Over 90 per cent of city firms could face prosecution in November for failing to comply with new FSA regulations on call recording, according to one study.
With November's deadline for meeting the Financial Services Authority's new rules on call recording looming ever closer, a survey has shown that 91 per cent of
chief information officers (CIOs)
have yet to begin their installation process.
With mobile call recording system installations taking an average six months to implement, many city based CIOs could face prosecution at Christmas.
The study, conducted by mobile operator Tru and service provider Obsidian Wireless was conducted in July among 100 CIOs in the City of London.
Of the CIOs quizzed, only 9 per cent of companies have a compliant solution in place. However, 70 per cent have not even started a project and admitted they were still undecided on how to comply with the regulation.
Those surveyed gave three main reasons for failure to act - too many types of handset, too much delay involved in recording and too little compatibility between systems.
Telco analyst Jeffrey Peel, MD of Quadriga Consulting, said CIos haven't taken the challenge seriously.
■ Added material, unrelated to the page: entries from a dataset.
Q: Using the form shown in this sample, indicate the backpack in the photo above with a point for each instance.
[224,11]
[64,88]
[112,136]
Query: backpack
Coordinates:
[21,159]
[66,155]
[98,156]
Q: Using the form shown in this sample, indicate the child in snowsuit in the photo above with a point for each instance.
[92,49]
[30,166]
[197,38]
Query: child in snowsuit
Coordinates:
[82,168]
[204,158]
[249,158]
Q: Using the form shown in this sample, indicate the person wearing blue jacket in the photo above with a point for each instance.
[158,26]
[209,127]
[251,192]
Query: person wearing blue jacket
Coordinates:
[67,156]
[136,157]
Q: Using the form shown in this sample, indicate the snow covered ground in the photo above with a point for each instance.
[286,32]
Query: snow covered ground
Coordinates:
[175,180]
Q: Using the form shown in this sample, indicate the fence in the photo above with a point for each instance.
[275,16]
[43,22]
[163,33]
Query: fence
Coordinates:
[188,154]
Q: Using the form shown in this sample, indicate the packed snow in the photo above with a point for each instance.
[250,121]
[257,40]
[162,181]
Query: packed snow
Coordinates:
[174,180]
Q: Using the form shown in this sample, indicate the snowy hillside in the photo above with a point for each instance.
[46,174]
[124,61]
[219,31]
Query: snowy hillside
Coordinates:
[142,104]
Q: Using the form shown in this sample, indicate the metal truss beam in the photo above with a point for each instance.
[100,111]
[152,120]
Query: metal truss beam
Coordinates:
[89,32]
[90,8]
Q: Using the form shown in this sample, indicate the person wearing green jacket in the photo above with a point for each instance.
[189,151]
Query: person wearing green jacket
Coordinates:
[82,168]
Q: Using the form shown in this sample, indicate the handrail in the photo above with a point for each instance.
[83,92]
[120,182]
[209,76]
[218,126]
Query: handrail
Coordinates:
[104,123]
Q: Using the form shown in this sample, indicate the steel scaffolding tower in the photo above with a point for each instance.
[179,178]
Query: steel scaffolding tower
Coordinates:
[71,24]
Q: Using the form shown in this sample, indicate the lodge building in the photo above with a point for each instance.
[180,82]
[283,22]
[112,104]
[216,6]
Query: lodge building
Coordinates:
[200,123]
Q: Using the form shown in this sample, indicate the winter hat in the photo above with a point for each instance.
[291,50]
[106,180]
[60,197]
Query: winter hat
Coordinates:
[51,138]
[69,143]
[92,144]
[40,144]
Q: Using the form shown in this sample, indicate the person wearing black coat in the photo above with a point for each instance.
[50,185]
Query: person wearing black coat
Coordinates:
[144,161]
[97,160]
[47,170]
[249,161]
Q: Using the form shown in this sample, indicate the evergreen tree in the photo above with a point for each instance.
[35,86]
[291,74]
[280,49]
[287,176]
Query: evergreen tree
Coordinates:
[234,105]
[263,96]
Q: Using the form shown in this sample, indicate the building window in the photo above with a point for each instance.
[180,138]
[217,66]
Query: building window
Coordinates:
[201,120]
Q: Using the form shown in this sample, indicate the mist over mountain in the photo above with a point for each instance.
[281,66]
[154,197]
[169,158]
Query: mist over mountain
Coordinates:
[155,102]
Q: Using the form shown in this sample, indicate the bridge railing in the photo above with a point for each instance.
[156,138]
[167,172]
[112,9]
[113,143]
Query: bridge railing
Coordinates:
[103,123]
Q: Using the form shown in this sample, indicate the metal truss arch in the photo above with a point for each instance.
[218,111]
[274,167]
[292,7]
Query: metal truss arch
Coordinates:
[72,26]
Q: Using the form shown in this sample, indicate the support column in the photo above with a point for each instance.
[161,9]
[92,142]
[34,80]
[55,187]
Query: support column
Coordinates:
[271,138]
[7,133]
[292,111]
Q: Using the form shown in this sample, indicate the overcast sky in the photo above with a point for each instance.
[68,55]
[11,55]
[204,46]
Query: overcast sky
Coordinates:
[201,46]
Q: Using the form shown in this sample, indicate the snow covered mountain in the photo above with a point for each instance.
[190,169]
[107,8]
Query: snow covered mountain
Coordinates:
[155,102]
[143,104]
"The FSA can impose fines and has done so in the past where lack of recording was considered a major issue in dispute cases," said Peel. "Most companies have been aware for some time that the FSA would be making this requirement."
The financial services needs a solution which is seamless to use, is rapid to deploy and which works across all GSM handsets, argued Geraldine Wilson, CEO of Tru. She claimed Tru and Obsidian is "solving the headache of FSA compliance."